HARTFORD, Conn. — Rising oil prices are boosting interest in alternative energy, but industry experts say it will still be years before such alternatives play a major role in the nation's energy future.


Fuel cells, solar power, wind power and other alternatives generally remain more costly than oil, gasoline and natural gas despite the recent increases in the price of crude oil and other fuels.


Nevertheless, the soaring prices and supply squeezes seen in the wake of Hurricane Katrina have focused the attention of buyers and investors alike on the need for alternative technologies, which are also environmentally cleaner than burning hydrocarbons.


"The price spike produced by Katrina adds to the pressure to rethink America's energy future," said Daniel C. Esty, a professor of environmental law and policy at Yale University.

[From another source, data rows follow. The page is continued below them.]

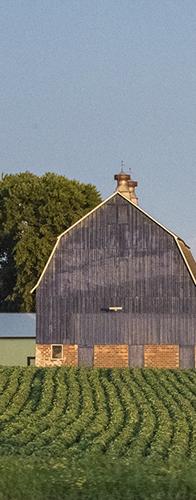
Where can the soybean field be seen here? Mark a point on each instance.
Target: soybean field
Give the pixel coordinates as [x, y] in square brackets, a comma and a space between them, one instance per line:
[121, 413]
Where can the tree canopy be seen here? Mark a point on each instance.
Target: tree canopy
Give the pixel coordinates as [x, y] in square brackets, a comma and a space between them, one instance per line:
[33, 212]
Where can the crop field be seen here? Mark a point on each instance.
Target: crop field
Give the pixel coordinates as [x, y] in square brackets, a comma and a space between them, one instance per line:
[120, 413]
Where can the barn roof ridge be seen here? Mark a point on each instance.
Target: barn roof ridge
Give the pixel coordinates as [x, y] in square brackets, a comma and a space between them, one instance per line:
[182, 246]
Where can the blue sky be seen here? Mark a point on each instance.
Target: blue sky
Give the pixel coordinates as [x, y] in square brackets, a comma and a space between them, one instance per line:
[85, 84]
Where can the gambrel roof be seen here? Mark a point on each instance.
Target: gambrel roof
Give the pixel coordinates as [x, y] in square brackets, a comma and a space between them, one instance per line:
[182, 246]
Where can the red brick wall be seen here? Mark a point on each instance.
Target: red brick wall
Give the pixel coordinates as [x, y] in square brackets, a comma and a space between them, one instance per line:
[161, 356]
[110, 356]
[43, 356]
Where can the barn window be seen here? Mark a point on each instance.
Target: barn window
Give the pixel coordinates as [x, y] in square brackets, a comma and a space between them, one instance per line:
[57, 351]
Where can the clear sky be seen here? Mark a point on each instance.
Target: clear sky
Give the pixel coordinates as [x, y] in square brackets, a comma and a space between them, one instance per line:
[85, 84]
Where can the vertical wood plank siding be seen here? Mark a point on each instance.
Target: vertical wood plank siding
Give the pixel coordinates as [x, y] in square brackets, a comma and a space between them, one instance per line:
[116, 257]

Even before the latest spike in fuel prices, clean energy technologies had seen an influx of investor and consumer interest.


Solar, wind and fuel cell markets grew from $9.5 billion in 2002 to more than $16 billion last year, according to Clean Edge, a San Francisco-based market research firm. The company expects the market for alternative energy to expand sixfold by 2014, to more than $100 billion.


Among the three most widely recognized "clean" technologies -- solar, wind and fuel cells -- fuel cells are poised for the most growth, from $900 million in revenue last year to an expected $15.1 billion in revenue annually by 2014.


The prospects for alternative energy are of particular interest in Connecticut, which is home to several companies that develop and market fuel cell technologies.


At Wallingford's Distributed Energy Systems Inc., Chief Executive Walter "Chip" Schroeder said investor interest in alternative energy was growing smartly even before Katrina knocked out eight oil refineries in the Gulf of Mexico.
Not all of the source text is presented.